# Davis-Made bicycles “Private Brands” catalog



## Goldenindian (Nov 30, 2017)

I won the auction for the Davis-Made Bicycles catalog! I wanted to share it with the cabe. There is just NOT enough of this stuff out there. I believe it is from 1918...but there is no date on any of the pages.

  30tooth chainring, the one fork I have never seen before, sadly the double bar is not pictured, but is offered in the print on the last page....still some very cool information. 

 This thread will be attached to the “show your Davis built bicycle” thread. 

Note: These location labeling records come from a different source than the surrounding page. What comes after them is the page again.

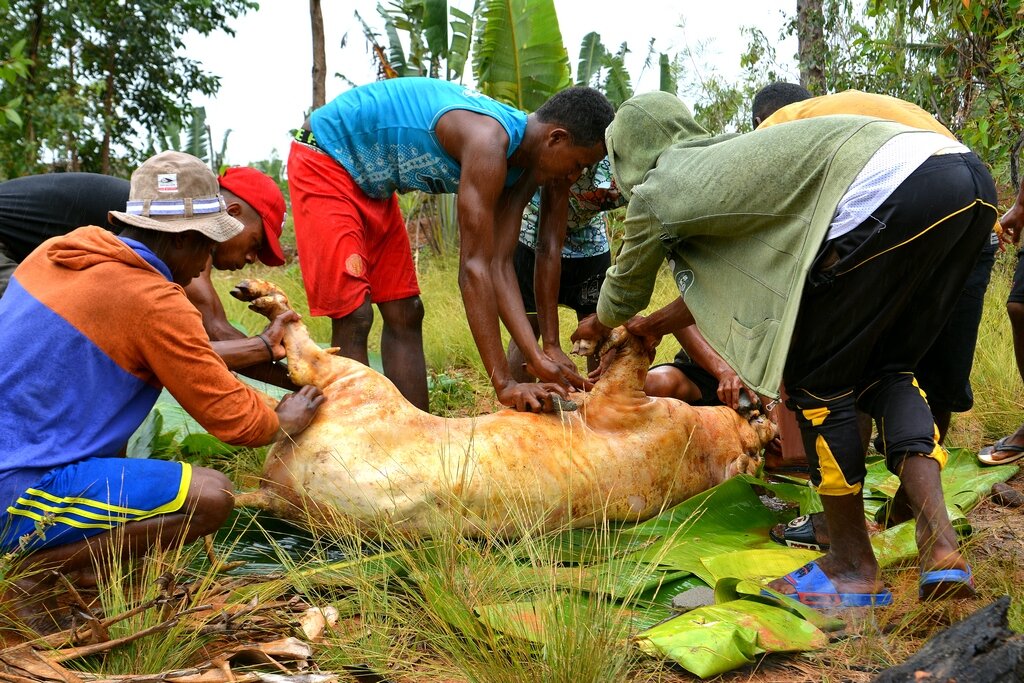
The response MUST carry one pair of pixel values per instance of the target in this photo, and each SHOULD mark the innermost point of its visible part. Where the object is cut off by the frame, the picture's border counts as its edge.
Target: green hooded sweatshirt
(740, 218)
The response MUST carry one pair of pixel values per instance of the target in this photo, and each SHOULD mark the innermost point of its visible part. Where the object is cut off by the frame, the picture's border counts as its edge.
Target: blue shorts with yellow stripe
(90, 497)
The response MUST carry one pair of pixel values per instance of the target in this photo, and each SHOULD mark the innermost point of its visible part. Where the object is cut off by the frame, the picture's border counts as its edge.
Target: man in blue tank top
(434, 136)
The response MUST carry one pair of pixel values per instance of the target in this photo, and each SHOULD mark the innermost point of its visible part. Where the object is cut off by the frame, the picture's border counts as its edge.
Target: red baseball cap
(262, 194)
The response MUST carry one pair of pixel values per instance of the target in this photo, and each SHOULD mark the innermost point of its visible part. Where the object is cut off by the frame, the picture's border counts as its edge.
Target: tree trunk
(810, 45)
(108, 117)
(320, 58)
(36, 36)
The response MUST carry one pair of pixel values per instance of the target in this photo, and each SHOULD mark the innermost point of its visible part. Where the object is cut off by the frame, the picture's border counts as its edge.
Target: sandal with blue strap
(814, 589)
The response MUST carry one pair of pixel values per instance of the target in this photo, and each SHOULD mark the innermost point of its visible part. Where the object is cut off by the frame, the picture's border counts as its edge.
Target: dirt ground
(877, 639)
(889, 637)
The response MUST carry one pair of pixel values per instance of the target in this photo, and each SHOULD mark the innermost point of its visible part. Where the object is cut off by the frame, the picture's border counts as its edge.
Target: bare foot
(863, 580)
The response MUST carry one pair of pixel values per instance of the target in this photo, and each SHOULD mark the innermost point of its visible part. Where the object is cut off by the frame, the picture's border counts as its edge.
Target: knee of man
(210, 501)
(403, 313)
(359, 319)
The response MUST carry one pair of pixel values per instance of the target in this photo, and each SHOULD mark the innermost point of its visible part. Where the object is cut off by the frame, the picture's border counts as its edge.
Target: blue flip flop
(943, 584)
(814, 589)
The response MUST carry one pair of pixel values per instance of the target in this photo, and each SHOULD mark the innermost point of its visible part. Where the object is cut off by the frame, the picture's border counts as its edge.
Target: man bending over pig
(98, 324)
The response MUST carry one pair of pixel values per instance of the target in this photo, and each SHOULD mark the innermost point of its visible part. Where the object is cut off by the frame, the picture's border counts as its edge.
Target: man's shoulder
(59, 182)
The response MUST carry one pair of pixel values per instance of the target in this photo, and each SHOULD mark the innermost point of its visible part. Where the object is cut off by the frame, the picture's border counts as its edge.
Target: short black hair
(774, 96)
(584, 112)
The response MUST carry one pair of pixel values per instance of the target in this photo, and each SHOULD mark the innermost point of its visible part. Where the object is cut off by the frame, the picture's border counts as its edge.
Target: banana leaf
(711, 640)
(519, 56)
(592, 58)
(722, 520)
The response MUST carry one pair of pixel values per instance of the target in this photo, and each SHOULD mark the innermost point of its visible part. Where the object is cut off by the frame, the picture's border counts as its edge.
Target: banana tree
(519, 56)
(606, 71)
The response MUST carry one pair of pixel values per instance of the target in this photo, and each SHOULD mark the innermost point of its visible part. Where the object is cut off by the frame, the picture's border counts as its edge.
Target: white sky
(265, 68)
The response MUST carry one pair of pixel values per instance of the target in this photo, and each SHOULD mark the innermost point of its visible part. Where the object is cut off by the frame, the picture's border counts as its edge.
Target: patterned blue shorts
(90, 497)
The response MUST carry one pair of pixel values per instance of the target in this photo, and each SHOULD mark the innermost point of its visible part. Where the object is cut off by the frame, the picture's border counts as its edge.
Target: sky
(264, 69)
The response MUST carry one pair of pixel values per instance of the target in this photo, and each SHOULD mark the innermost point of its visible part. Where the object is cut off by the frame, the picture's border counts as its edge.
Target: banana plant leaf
(711, 640)
(519, 56)
(722, 520)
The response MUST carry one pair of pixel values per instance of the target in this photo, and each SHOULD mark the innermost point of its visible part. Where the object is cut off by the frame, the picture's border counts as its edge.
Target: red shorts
(350, 245)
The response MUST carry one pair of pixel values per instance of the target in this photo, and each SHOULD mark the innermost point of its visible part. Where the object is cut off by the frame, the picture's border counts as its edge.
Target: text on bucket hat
(173, 191)
(261, 193)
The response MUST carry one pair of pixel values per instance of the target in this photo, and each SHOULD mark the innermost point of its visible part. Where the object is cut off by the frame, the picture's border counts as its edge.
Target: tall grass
(998, 391)
(497, 610)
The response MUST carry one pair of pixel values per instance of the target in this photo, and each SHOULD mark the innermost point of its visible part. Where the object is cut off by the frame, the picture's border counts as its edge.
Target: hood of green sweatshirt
(644, 127)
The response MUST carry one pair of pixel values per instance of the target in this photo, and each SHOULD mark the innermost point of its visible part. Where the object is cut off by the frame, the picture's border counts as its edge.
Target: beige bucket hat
(173, 193)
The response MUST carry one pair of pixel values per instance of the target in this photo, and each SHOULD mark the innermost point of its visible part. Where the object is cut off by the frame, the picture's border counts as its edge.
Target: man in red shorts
(416, 133)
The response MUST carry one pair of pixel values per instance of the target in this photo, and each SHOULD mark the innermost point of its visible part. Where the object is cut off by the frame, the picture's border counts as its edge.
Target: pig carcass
(372, 461)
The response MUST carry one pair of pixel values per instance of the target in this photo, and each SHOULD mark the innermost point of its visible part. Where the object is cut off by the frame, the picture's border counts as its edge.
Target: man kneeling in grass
(836, 276)
(97, 325)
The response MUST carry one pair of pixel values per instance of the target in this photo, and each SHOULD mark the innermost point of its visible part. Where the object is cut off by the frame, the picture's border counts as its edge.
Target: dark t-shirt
(36, 208)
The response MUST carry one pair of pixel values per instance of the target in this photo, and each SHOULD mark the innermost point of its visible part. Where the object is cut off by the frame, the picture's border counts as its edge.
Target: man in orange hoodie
(101, 324)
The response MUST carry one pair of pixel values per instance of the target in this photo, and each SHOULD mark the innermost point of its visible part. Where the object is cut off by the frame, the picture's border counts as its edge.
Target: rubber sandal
(799, 534)
(985, 455)
(814, 589)
(946, 584)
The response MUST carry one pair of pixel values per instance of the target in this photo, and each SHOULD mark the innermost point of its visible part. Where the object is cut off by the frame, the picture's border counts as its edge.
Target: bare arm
(242, 353)
(1014, 219)
(547, 275)
(202, 294)
(481, 152)
(729, 384)
(665, 321)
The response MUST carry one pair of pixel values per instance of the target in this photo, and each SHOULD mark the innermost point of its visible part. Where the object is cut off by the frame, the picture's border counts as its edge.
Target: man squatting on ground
(417, 133)
(696, 375)
(36, 208)
(835, 278)
(944, 372)
(113, 309)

Hope you all enjoy, glad to share.


----------



## Goldenindian (Nov 30, 2017)




----------



## cyclingday (Nov 30, 2017)

Thanks for posting this.
I under bid it, and was very disappointed that I didn't win it, so it's a nice consolation to be able to take a look at it.


----------



## Goldenindian (Nov 30, 2017)

No problem,
 I always share the old paper material I buy.


----------



## hoofhearted (Nov 30, 2017)

*Goldenindian ... you have been one of the more-fortunate members
of the CABE.  Your collection of fine-examples of the more-interesting
of the Davis-Built Bicycles is remarkable.

But, even more notable than your habit of locating ''the good stuff'' ...
like this Catalog ... is your desire to share it with the membership.

Good Form.

You are appreciated !!

...... patric





 *


----------



## Goldenindian (Nov 30, 2017)

Hoofhearted you’re the best! Thanks for the kind words. Love the cabe.


----------



## catfish (Nov 30, 2017)

Thank you for sharing this.


----------



## 47jchiggins (Dec 1, 2017)

What a great catalog, full of great information, provided by a great CABE member, thank you for sharing, we are great-full !
Todd


----------



## Phattiremike (Dec 1, 2017)

Great score, thanks for sharing!

Mike


----------



## mike j (Dec 1, 2017)

I agree w/ all of the above, and great photo quality also. Thanks


----------



## Hobo Bill (Dec 1, 2017)

what a toot ...early morning reading...EYE thank you.........


----------



## shoe3 (Dec 1, 2017)

Goldenindian said:


> I won the auction for the Davis-Made Bicycles catalog! I wanted to share it with the cabe. There is just NOT enough of this stuff out there. I believe it is from 1918...but there is no date on any of the pages.
> 
> 30tooth chainring, the one fork I have never seen before, sadly the double bar is not pictured, but is offered in the print on the last page....still some very cool information.
> 
> ...



Thank You so much for this info, it is insane. Kind regards, this opens a door that has been shut on Davis History.


----------



## filmonger (Dec 1, 2017)

wooow!


----------



## shoe3 (Dec 3, 2017)

The Chief was a Davis with big chain ring sprocket.


Goldenindian said:


> View attachment 717339


----------



## hoofhearted (Dec 3, 2017)

shoe3 said:


> ''*The Chief was a Davis with a big chainring sprocket.''*




*The Sears Chief bicycle with a 52-tooth chainring ... same diameter as 
contemporaries of the day having 26 teeth, but one-inch apart.

..... patric




 *


----------



## shoe3 (Dec 3, 2017)

hoofhearted said:


> *The Sears Chief bicycle with a 52-tooth chainring ... same diameter as
> contemporaries of the day having 26 teeth, but one-inch apart.
> 
> ..... patric
> ...



Ok it looks big with 52 teeth 1/2" and it feels big if riding anything smaller than 17 rear cog.....ugh puff puff


----------



## Dan the bike man (Dec 4, 2017)

I was an under bidder too. Cool catalog. Thanks for sharing


----------



## fat tire trader (Jul 4, 2018)

Thanks for sharing this catalog!
Does this mean that the bottom bracket shells are the same for the two piece crank as the one piece? Or, are the bottom bracket shells different? I need a crankset and seat post for my Pacific Heavy Service. I think its about the same year as the catalog.
Thanks,
Chris


----------



## charnleybob (Jul 4, 2018)

Thanks for sharing!!


----------



## Oldnut (Jul 4, 2018)

Here's 116 boys juvenile HD


----------



## hoofhearted (Mar 26, 2020)

*Oldnut's HD juvi .. above .. used to be my girl.

Special thanks to @Goldenindian for  initiating this thread by 
displaying individual pages of his original Davis Catalog … 
...BICYCLES for PRIVATE BRANDS .  

Am bumping this into view as it is full of useful Davis information …..

….. patric   
*


----------